Das Berufungsgericht führt aus, es handle sich um gemäß § 3 UWG unzulässige Werbung, wenn Ware, mit deren Preisstellung geworben wird, nur in unzureichenden Mengen zur Verfügung stehe. Nach dem Ergebnis der Beweisaufnahme stehe fest, daß das Personal der Beklagten dem Zeugen P. am ersten Werktag nach Erscheinen des Inserats auf seine Nachfrage gegen 11.30 Uhr nach Überprüfung im Warenlager mitgeteilt habe, die Kamera Canon AE 1 mit Objektiv 1,8/50 für 648,00 DM in Chromfarbe sei nicht mehr da, nur in einer teureren Ausführung in schwarz. Zu dieser Zeit habe ein übersichtliches Lager bestanden, innerhalb dessen jenes Modell sofort zu finden gewesen sei. Die Verkäufer, die auf Provisionsbasis arbeiteten, hätten zur Zeitersparnis die Lagerbestände gängiger Modelle im allgemeinen im Kopf gehabt; außerdem sei noch hinten im Verkaufsraum eine Lagerabteilung unterhalten worden, die mit dem eigentlichen Lager nicht identisch gewesen sei und deren Bestände ein Verkäufer habe übersehen können.
Das Berufungsgericht führt weiter aus, es sei danach möglich, daß die nachgefragte Kamera zwar im Lager vorhanden gewesen, dem Zeugen P. auf Nachfrage aber nicht angeboten worden sei, weil ein vorhandener Vorrat übersehen worden sei. Ebenso sei möglich, daß entsprechend dem Beweisantritt des Klägers in der Berufungsverhandlung keine Kameras des Modells, Canon AE 1 (Ausführung Chrom) vorhanden gewesen seien. Angeboten habe das Personal der Beklagten dem Zeugen P. die nachgefragte Kamera jedenfalls nicht. Unter diesen Umständen sei die Beklagte auf den Hauptantrag der Berufung zur Unterlassung zu verurteilen, ohne daß es auf die weiteren Hilfsanträge ankomme.
Für die Feststellung, daß ein unzulässiges Lockvogelangebot vorgelegen habe, genüge der Nachweis, daß nur in einem einzigen Fall eine in der Werbung herausgestellte Ware einem Kaufinteressenten nicht angeboten worden sei. Es sei Sache der Beklagten gewesen darzutun, daß es sich um ein Versehen des Verkäufers gehandelt habe oder daß es aus anderen Gründen nur auf einem von ihr nicht zu vertretenden Zufall beruht habe, daß gerade diesem Kaufinteressenten die verlangte Ware nicht verkauft worden sei. In dieser Richtung habe die Beklagte nichts vorgetragen. Sie habe sich mit einem Bestreiten der Klagebehauptungen zum Ablauf des Testkaufs begnügt. Diese seien aber durch den Zeugen Pielke bewiesen worden.
II.
Die dagegen gerichtete Revision hat keinen Erfolg.
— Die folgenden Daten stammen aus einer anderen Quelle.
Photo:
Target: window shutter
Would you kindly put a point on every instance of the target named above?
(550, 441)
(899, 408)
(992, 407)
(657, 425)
Die Frage, ob eine Werbeangabe im Sinne des § 3 UWG irreführend ist, setzt zunächst die Feststellung voraus, welchen Eindruck die Werbung bei den angesprochenen Verkehrskreisen hervorruft. Das Berufungsgericht trifft insoweit keine ausdrückliche Feststellung. Seine Ausführungen über die Zulässigkeit des Klageantrages und seines Urteilstenors sind jedoch dahin zu verstehen, der Leser der am Sonntag, dem 22. April 1979, veröffentlichten Anzeige habe erwartet, daß er die Ware am nächsten Werktage im Ladengeschäft erwerben und dabei auch mitnehmen könne. Das ist aus Rechtsgründen nicht zu beanstanden. Wenn dann dem Zeugen P. nach der Feststellung des Berufungsgerichts mitgeteilt worden ist, die inserierte Kamera sei nicht mehr da, nur in einer teureren Ausführung in schwarz, dann ist bei einer solchen Lage regelmäßig der Tatbestand des § 3 UWG erfüllt, weil die Werbung eine Angabe über geschäftliche Verhältnisse betraf, die nicht den Tatsachen entsprach.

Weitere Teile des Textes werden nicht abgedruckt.